I'm going to miss Cole Hamels a lot, but I'm also going to miss what he represented. He represented a true Phillies success. Success in drafting, development, management, and more. He represented the success of the past. And he also represented hope for the future, whether by keeping him (which was always unlikely), or trading him for the Phillies of the future. And at some point, the return of the trade will comfort me. Any one of these guys could be a future superstar. But even if that actually happens, if one of those guys truly pans out, it won't be the same. It can't make up for what's been lost in Cole Hamels. A future that could have been were it not for a combination of bad timing and bad management. A small part of me will always be angry at the Phillies for fucking up one of the best things to ever happen to them.

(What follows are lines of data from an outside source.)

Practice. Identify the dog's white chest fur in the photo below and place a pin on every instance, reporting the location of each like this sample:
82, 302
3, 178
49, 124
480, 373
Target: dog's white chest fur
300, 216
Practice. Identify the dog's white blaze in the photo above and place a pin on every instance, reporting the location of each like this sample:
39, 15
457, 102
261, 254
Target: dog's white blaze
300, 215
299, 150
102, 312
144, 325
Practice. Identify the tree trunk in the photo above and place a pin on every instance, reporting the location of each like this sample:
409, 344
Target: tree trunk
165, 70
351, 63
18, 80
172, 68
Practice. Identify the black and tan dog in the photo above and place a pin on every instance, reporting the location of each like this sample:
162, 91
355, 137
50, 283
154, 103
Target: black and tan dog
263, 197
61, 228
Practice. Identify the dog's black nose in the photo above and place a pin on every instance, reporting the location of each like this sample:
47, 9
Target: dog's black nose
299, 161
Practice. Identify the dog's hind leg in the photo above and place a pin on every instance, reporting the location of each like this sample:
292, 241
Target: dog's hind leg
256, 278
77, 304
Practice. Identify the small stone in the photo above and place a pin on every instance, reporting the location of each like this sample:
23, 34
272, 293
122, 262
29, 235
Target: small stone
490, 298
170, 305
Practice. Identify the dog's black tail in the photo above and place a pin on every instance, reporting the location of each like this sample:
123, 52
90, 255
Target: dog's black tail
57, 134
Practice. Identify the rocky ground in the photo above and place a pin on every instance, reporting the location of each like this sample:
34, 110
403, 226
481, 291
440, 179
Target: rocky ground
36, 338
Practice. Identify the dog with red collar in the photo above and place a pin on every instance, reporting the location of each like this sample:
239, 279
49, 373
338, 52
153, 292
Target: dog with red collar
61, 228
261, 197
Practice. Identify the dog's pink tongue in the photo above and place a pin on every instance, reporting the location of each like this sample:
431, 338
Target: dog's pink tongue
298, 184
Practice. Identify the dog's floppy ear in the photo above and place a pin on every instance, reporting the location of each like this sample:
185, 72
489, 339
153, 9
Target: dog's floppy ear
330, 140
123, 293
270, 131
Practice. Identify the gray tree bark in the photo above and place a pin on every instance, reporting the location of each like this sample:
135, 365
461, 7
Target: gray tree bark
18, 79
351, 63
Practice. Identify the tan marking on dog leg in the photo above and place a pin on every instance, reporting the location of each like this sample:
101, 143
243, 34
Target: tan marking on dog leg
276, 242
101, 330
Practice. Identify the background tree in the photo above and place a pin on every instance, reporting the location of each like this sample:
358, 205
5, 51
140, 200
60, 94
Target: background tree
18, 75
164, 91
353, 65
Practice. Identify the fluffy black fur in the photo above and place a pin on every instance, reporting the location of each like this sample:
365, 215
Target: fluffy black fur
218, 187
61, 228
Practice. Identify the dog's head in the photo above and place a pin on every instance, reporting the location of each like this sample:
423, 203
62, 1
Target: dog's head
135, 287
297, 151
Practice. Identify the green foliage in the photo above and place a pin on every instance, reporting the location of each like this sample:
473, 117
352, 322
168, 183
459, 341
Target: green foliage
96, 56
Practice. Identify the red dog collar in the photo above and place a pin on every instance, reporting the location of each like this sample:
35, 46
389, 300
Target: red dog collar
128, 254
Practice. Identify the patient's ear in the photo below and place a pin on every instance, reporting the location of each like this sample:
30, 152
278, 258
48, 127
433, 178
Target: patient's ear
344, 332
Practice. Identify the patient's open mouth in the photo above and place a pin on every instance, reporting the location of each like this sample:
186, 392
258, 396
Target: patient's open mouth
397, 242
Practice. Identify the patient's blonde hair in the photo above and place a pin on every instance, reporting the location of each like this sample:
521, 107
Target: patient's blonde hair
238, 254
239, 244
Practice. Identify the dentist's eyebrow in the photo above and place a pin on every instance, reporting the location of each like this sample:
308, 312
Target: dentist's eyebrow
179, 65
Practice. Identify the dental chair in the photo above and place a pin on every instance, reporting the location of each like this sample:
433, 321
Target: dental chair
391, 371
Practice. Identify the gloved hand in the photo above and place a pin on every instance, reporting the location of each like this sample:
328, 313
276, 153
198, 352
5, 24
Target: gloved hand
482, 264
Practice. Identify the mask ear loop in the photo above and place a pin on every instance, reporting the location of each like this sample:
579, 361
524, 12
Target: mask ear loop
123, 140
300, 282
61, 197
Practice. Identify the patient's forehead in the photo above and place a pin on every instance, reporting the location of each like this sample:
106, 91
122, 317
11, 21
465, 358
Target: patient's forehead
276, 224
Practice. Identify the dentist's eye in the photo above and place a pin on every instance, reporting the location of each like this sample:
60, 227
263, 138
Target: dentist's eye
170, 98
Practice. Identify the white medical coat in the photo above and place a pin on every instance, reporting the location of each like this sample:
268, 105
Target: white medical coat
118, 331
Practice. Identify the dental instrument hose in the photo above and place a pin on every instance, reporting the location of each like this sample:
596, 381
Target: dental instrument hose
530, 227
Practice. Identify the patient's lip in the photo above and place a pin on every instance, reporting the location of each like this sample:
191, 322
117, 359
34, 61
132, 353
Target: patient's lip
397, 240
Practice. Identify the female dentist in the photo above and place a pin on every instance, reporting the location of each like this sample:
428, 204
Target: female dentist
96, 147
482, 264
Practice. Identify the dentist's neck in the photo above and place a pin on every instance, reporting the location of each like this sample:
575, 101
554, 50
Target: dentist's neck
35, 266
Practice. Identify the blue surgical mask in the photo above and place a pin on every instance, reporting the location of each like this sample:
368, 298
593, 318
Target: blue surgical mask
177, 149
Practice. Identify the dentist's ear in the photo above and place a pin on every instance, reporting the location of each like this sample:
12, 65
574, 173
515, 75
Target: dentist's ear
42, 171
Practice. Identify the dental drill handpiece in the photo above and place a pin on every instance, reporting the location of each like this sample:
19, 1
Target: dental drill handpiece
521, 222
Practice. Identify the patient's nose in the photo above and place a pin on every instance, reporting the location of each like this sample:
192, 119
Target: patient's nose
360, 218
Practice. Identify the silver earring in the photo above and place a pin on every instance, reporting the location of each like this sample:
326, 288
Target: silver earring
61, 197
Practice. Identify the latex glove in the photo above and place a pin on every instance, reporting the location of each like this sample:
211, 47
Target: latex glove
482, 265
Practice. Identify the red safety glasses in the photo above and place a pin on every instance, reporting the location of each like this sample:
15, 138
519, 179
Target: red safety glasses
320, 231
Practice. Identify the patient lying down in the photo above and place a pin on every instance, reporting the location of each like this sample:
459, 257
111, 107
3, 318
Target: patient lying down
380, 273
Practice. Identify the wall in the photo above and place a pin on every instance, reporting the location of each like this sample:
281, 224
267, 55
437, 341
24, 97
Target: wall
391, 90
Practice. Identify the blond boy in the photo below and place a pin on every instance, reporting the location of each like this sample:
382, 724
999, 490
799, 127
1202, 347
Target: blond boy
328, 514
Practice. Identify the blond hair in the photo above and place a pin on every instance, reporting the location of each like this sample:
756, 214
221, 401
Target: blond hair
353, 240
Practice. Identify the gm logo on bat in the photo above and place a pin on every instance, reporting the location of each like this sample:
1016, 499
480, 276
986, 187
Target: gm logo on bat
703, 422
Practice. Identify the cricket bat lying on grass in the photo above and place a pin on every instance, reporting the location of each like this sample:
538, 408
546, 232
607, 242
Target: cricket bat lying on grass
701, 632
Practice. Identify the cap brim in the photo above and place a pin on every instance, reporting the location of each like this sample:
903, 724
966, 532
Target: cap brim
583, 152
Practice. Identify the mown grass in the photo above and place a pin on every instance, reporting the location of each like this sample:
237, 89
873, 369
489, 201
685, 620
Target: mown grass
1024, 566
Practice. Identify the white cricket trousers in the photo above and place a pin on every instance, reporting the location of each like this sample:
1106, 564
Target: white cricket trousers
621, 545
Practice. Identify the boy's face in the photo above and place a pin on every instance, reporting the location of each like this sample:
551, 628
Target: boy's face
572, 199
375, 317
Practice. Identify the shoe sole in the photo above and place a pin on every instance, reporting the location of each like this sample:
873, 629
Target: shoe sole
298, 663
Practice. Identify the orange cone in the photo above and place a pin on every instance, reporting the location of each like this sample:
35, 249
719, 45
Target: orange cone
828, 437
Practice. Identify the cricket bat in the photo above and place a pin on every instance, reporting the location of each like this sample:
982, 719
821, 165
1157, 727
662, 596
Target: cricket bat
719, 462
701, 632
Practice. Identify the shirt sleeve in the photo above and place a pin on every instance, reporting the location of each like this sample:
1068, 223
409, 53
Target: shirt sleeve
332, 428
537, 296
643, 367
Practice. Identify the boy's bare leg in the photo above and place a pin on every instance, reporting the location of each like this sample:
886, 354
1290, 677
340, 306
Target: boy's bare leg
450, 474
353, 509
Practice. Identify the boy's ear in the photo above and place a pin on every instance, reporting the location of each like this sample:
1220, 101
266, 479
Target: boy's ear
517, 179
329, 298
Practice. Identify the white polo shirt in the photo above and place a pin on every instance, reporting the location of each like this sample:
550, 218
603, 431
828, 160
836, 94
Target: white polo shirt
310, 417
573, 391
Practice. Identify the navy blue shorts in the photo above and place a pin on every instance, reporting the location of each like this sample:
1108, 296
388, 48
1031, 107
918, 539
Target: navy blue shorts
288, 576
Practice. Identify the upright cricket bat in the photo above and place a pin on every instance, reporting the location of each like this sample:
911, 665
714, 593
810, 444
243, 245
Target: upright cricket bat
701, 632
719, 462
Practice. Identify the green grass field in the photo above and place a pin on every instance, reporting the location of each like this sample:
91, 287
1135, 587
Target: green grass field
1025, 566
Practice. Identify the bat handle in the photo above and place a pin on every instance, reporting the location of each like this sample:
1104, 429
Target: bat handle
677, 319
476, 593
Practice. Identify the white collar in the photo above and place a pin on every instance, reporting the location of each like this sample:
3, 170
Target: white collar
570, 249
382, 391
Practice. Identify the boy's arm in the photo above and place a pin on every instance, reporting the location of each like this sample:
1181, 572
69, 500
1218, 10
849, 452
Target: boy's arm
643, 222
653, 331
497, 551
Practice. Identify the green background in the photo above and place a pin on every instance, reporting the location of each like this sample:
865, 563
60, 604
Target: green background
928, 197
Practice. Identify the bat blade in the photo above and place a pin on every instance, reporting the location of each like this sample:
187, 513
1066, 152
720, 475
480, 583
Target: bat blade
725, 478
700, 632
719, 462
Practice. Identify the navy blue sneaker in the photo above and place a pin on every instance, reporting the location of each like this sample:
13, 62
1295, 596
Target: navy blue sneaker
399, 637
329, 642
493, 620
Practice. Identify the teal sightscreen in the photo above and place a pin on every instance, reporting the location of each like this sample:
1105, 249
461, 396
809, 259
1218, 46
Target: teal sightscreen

They drafted and developed an ace pitcher and couldn't put together even a mediocre team to keep him in the city.
What IS comforting to me in all of this is that now the Cole Hamels Love Club gets to expand. Rangers fans will now know and understand what it's like to have Cole Hamels pitching for their team, and they'll love him too. Between @holly_holl and @unlikelyfanatic, I know Cole will be well taken care of. We're sort of a fan family now, linked by this outstanding player. But Phillies fans will always have the original claim to Hamels, and in the end, that's how I can make peace with this. Without the Phillies, and even to an extent the fans, Cole Hamels isn't the pitcher he is today. We're his origin story. We're part of his DNA now, and always will be. And that's why we don't ever have to say goodbye.
Some players transcend team affiliation, and Cole Hamels is one of them. I'll always love him, and he'll always be a Phillie to me.